High Performance Computing¶

Lawrencium is the platform for the LBNL Condo Cluster Computing (LC3) program, which provides a sustainable way to meet the midrange computing requirement for Berkeley Lab. Lawrencium is part of the LBNL Supercluster and shares the same Supercluster infrastructure. This includes the system management software, software module farm, scheduler, storage and backend network infrastructure.

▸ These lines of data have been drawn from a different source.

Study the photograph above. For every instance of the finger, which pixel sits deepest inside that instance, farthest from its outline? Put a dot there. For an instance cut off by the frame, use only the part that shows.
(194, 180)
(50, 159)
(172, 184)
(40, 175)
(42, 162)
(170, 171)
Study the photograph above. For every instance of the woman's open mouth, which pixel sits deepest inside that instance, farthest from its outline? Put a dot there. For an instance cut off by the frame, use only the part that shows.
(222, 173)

Unlike DOE computing user-facilities such as NERSC which offer leadership-tier performance but suffer from long wait times, Lawrencium provides medium-tier performance with low wait times.

Berkeley Data Center

Lawrencium is located at the Berkeley Data Center in Building 50B-1275. The datacenter is a 5000 sq. ft. facility dedicated for Berkeley Lab's scientific computing resources such as Lawrencium.

Hardware Configuration¶

Lawrencium is composed of multiple generations of hardware hence it is separated into several partitions to facilitate management and to meet the requirements to host Condo projects. The following table lists the hardware configuration for each individual partition.

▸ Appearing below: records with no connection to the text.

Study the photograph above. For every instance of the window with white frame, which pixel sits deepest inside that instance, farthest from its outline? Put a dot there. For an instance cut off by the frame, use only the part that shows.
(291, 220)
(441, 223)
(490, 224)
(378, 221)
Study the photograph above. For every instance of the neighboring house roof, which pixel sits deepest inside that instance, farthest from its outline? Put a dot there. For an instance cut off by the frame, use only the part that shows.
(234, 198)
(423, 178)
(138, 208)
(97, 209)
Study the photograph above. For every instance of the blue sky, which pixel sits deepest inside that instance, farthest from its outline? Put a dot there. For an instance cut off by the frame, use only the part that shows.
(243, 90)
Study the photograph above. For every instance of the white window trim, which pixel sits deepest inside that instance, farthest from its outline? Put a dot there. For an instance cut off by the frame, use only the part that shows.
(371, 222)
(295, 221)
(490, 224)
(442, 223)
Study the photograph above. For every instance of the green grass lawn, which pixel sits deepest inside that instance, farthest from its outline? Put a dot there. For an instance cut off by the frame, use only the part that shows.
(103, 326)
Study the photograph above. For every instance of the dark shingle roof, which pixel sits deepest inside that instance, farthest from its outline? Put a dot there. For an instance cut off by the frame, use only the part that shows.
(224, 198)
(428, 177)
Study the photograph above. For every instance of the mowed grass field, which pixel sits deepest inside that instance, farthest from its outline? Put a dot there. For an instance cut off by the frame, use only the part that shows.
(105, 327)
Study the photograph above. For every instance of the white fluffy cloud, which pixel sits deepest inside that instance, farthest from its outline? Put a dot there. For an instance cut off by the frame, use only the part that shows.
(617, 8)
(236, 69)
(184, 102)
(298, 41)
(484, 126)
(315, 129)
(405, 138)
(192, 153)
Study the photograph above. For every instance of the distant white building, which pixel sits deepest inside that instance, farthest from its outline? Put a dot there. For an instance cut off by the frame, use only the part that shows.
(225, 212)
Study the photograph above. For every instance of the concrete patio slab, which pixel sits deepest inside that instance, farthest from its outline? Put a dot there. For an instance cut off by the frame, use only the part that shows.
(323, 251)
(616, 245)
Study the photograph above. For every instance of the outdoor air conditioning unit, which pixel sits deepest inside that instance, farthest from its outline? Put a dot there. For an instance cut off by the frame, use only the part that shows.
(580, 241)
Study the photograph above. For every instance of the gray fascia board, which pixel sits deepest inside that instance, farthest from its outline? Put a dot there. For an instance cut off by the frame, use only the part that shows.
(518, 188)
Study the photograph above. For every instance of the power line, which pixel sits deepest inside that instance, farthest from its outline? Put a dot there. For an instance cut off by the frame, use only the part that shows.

In addition, there are several Supported Research Clusters; more information on each of these can be found by selecting the desired supported cluster under Computing Systems > Supported Research Clusters.

Storage and Backup¶

Lawrencium cluster users are entitled to access the following storage systems so please get familiar with them.

Name	Location	Quota	Backup	Allocation	Description
HOME	`/global/home/users/$user`	30GB	Yes	Per User	Home directory for permanant data storage
GROUP-SW	`/global/home/groups-sw/$group`	200GB	Yes	Per Group	Group directory for software and data sharing with backup
GROUP	`/global/home/groups/$group`	400GB	No	Per Group	Group directory for data sharing without backup
SCRATCH	`/global/scratch/users/$user`	None	No	Per User	Scratch directory with Lustre high performance parallel file system
CLUSTERFS	`/clusterfs/axl/$USER`	None	No	Per User	Private storage for AXL condo
CLUSTERFS	`/clusterfs/cumulus/$USER`	None	No	Per User	Private storage for CUMULUS condo
CLUSTERFS	`/clusterfs/esd/$USER`	None	No	Per User	Private storage for ESD condo
CLUSTERFS	`/clusterfs/geoseq/$USER`	None	No	Per User	Private storage for CO2SEQ condo
CLUSTERFS	`/clusterfs/nokomis/$USER`	None	No	Per User	Private storage for NOKOMIS condo

Recharge Model¶

LBNL has made a significant investment in developing this platform to meet the midrange computing requirement at Berkeley Lab. The primary purpose is to provide a sustainable way to host all the condo projects while meeting the computing requirements from other users. To achieve this goal, condo users are allowed to run within their condo contributions for free. However normal users who would like to use the Lawrencium cluster are subject to the LBNL recharge rate.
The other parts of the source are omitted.